Monday, October 12, 2009

Global Cooling?

While I don't appreciate most of the pseudo-religious global warming hysterics, I can't say the recent BBC piece on 'global cooling' is anything but sensationalism. It's curious that they don't just show their readers a simple graph of the data.

I don't know about you, but the recent years that they are claiming show a cooling trend look well within the expected variability. The solid line on the graph is a simple linear regression, the inner dashed lines are a 0.95-level confidence interval and the outer dashed lines are a 0.95-level prediction interval. The prediction interval gives a range of where you would expect temperature measurements to fall based on the fitted trend and residuals. You can download the NASA temperature data yourself and have a look.

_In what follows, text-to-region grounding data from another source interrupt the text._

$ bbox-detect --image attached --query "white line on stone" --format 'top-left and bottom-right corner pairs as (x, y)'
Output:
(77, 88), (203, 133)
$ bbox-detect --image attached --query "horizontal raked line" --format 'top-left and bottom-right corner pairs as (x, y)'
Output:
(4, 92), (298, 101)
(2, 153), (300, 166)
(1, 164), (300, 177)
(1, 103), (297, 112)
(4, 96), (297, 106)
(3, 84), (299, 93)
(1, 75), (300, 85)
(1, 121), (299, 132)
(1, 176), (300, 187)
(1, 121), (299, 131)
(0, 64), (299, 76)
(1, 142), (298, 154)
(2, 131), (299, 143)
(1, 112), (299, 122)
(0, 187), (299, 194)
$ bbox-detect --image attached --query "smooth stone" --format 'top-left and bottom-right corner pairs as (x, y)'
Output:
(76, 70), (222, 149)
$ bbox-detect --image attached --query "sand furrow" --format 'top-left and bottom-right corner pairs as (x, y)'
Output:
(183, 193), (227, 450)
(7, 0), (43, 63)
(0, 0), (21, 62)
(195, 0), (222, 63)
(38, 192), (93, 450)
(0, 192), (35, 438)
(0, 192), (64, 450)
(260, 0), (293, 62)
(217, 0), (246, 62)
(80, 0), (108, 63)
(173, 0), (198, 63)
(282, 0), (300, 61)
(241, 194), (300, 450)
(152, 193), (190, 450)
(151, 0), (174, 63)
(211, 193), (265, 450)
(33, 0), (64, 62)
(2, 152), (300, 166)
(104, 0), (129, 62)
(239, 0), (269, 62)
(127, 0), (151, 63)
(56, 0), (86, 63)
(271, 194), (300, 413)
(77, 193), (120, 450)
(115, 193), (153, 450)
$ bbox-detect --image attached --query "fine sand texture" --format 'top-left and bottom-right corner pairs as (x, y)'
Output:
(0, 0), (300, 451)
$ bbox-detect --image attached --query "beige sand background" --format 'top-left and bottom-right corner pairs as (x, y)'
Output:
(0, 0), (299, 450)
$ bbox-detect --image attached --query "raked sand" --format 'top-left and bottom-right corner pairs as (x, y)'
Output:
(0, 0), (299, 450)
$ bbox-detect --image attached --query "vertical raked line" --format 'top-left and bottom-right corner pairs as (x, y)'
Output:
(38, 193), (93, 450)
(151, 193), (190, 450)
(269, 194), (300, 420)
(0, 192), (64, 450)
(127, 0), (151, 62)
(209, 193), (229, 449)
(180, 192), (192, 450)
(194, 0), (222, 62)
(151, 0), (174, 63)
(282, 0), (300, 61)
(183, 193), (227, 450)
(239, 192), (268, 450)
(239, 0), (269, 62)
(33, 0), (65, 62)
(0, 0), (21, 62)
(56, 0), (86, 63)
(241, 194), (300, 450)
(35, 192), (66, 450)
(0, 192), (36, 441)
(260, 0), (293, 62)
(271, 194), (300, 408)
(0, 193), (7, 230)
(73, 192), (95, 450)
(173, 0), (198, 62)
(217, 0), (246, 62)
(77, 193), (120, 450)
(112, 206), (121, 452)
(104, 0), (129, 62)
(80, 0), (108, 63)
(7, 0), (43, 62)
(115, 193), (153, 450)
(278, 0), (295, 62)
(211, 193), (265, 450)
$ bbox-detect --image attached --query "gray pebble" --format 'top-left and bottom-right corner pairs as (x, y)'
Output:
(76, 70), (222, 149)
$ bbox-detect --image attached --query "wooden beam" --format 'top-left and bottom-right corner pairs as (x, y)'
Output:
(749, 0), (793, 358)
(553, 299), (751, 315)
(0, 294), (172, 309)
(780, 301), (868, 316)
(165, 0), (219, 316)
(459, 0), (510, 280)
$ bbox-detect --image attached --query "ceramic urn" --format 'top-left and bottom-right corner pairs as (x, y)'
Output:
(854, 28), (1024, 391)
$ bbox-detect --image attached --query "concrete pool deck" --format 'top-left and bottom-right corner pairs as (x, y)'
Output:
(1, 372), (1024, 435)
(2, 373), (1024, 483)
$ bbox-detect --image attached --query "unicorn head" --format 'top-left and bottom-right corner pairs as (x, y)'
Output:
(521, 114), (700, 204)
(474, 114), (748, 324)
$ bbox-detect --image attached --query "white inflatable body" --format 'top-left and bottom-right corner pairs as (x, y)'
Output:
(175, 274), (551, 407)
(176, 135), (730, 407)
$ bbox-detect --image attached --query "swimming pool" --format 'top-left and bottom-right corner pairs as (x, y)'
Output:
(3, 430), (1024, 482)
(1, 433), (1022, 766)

The R code to make this graph is shown below

temps = read.csv("temps.csv", header=TRUE)
attach(temps)

# fit two models, one for January to December annual averages, and one
# for December to November annual averages
m.1 = lm(JD ~ Year)
m.2 = lm(DN ~ Year)

# Make confidence and prediction intervals
m.1.cinterval = predict(m.1, level=0.95, interval="confidence")
m.2.cinterval = predict(m.2, level=0.95, interval="confidence")
m.1.pinterval = predict(m.1, level=0.95, interval="prediction")
m.2.pinterval = predict(m.2, level=0.95, interval="prediction")

# plot the data and the fits/intervals to a png file
png("temps.png", width=640, height=480)

plot(Year, JD, ylab="Degrees C")
lines(Year, m.1.cinterval[,1], lty=1)
lines(Year, m.1.cinterval[,2], lty=2)
lines(Year, m.1.cinterval[,3], lty=2)
lines(Year, m.1.pinterval[,2], lty=2)
lines(Year, m.1.pinterval[,3], lty=2)
title("NASA GISS Global Average Temperature")

dev.off()

In case you're interested here's the summary of the fitted model shown in the graph. Just looking at the graph shows there's probably something more complicated than just a linear trend going on though.

Call:
lm(formula = JD ~ Year)

Residuals:
Min 1Q Median 3Q Max
-0.317448 -0.093632 0.001046 0.087362 0.298468

Coefficients:
Estimate Std. Error t value Pr(>|t|)
(Intercept) 2.9770910 0.5788968 5.143 1.01e-06 ***
Year 0.0056581 0.0002977 19.009 < 2e-16 ***
---
Signif. codes: 0 ‘***’ 0.001 ‘**’ 0.01 ‘*’ 0.05 ‘.’ 0.1 ‘ ’ 1

Residual standard error: 0.1244 on 126 degrees of freedom
Multiple R-squared: 0.7414, Adjusted R-squared: 0.7394
F-statistic: 361.3 on 1 and 126 DF, p-value: < 2.2e-16

To be fair, the BBC piece does go into greater detail that it isn't really global cooling, that the Pacific Decadal Oscillation might be starting to kick in, so we'll probably see a little 20 year dip like that between 1940 and 1960. I'd say you need a few more years of data to actually be able to call it though (kind of like calling an economic recession).

1 comment:

  1. Just read an interesting article that does a trend analysis (with R of course) using several data sets rather than just the GISS data.

    What I like about it is that it uses openly accessible data and processes it in a transparent way.